Ecosyste.ms: Awesome

An open API service indexing awesome lists of open source software.

Awesome Lists | Featured Topics | Projects

https://github.com/microsoft/SPTAG

A distributed approximate nearest neighborhood search (ANN) library which provides a high quality vector index build, search and distributed online serving toolkits for large scale vector search scenario.
https://github.com/microsoft/SPTAG

approximate-nearest-neighbor-search distributed-serving fresh-update neighborhood-graph space-partition-tree vector-search

Last synced: about 2 months ago
JSON representation

A distributed approximate nearest neighborhood search (ANN) library which provides a high quality vector index build, search and distributed online serving toolkits for large scale vector search scenario.

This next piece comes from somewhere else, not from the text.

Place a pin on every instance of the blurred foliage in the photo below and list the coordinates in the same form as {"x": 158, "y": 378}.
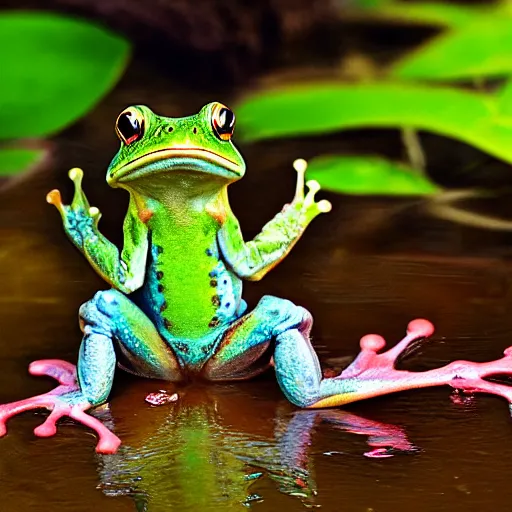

Awesome Lists containing this project

README

        

# SPTAG: A library for fast approximate nearest neighbor search

[![MIT licensed](https://img.shields.io/badge/license-MIT-yellow.svg)](https://github.com/Microsoft/SPTAG/blob/master/LICENSE)
[![Build status](https://sysdnn.visualstudio.com/SPTAG/_apis/build/status/SPTAG-GITHUB)](https://sysdnn.visualstudio.com/SPTAG/_build/latest?definitionId=2)

## **SPTAG**
SPTAG (Space Partition Tree And Graph) is a library for large scale vector approximate nearest neighbor search scenario released by [Microsoft Research (MSR)](https://www.msra.cn/) and [Microsoft Bing](http://bing.com).


architecture

## What's NEW
* Result Iterator with Relaxed Monotonicity Signal Support
* New Research Paper [SPFresh: Incremental In-Place Update for Billion-Scale Vector Search](https://dl.acm.org/doi/10.1145/3600006.3613166) - _published in SOSP 2023_
* New Research Paper [VBASE: Unifying Online Vector Similarity Search and Relational Queries via Relaxed Monotonicity](https://www.usenix.org/system/files/osdi23-zhang-qianxi_1.pdf) - _published in OSDI 2023_

## **Introduction**

This library assumes that the samples are represented as vectors and that the vectors can be compared by L2 distances or cosine distances.
Vectors returned for a query vector are the vectors that have smallest L2 distance or cosine distances with the query vector.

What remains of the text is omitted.